Friday, 17 December 1999 Washington, DC
1. COX REPORT: STANFORD GROUP ISSUES A DETAILED REBUTTAL.
Back
in May, after weeks of selected leaks and hype, a House Select
Committee, headed by Chris Cox (R-CA), released 700 soporific
pages of speculation about Chinese spying
(WN 28 May 99)
. This
week, a group of five Stanford scholars issued a devastating 100-
page critique of the Cox Report. While noting that not all of
the report was unclassified, the Stanford group found unsupported
allegations, unwarranted conclusions, inflammatory language, and
factual errors. One of the authors, W.K.H. Panofsky (1974 APS
President), notes that while the Cox report fails to specifically
link losses to scientific exchanges, it nevertheless alleges that
essentially all Chinese visitors to the U.S. are potential spies.
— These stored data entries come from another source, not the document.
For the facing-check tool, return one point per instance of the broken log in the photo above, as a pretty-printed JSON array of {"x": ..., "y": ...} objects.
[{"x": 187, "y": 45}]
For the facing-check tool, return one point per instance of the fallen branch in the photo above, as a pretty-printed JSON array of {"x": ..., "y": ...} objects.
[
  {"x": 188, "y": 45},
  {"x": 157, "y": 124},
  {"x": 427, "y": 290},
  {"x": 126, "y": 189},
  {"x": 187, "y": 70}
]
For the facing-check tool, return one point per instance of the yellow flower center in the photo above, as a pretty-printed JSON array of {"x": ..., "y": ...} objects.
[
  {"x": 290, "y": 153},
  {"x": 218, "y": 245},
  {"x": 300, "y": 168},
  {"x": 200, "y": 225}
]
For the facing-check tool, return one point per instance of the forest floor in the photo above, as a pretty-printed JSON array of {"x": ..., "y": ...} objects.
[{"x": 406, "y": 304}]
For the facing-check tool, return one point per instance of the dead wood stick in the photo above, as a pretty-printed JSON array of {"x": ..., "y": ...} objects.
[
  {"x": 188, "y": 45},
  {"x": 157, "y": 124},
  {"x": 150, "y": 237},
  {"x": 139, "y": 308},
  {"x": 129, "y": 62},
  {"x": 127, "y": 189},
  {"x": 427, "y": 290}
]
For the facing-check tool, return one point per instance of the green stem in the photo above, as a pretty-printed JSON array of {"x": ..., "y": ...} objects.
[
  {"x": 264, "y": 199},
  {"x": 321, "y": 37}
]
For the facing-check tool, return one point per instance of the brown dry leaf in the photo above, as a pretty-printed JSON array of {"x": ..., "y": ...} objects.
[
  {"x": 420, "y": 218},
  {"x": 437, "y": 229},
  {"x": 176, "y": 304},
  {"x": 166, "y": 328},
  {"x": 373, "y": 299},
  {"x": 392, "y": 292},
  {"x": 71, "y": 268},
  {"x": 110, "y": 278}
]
2. SECRETS: LOS ALAMOS SCIENTIST INDICTED FOR TAKING WORK HOME.
It's been ten months since Wen Ho Lee was fired from his job at
the weapons lab and publically fingered as the chief suspect in
the leak of nuclear weapons information to China. The prime
suspect since 1995, Lee was not indicted until this week--and he
was not indicted for espionage. He was charged with 59 counts of
downloading. He is being held without bail. Mishandling nuclear
secrets is a serious offense, carrying a possible life sentence.
But there is a slight whiff of something else. The strange case
of Richard Jewell and the Olympic bombing in Atlanta immediately
comes to mind. The only case against Jewell, it turned out, was
that he matched an FBI profile. So, it would appear, does Wen Ho
Lee. Others, including CIA Director John Deutch, have downloaded
classified information, but they didn't fit the Cox profile.
3. HUBBLE TROUBLE: SHUTTLE RELIABILITY CALLED INTO QUESTION.
The launch of Discovery to fix the comatose space telescope has been
postponed for the seventh time. First set for October
(WN 12 Nov 99)
, it has been rescheduled for tonight to allow fuel line welds
to be checked--a contractor used the wrong welding rods. Now the
weather looks bad. If it's not up by tomorrow, it must wait till
January to avoid possible Y2K glitches. NASA isn't talking about
the growing panic over space station construction delays. Three
of the four shuttles remain grounded for wiring repairs, and one
of them can't reach the high-inclination orbit of the station
anyway. With 80 launches to go, one space veteran estimates that
assembly could take another 20 years. Meanwhile, Russia's Proton
rockets are still grounded while a commission tries to figure out
why they keep crashing. Prediction: the critical Service Module,
which provides propulsion, will not be launched before Spring.
4. URGENT! SCIENTISTS ARE NEEDED ON CAPITOL HILL.
Things may be
nutty up there, but it would be a lot worse if it weren't for a
dedicated group of Congressional Science Fellows. I promise you
that a year on the Hill is an education. The application deadline
is 15 Jan 00. For details, go to
<http://www.aps.org>.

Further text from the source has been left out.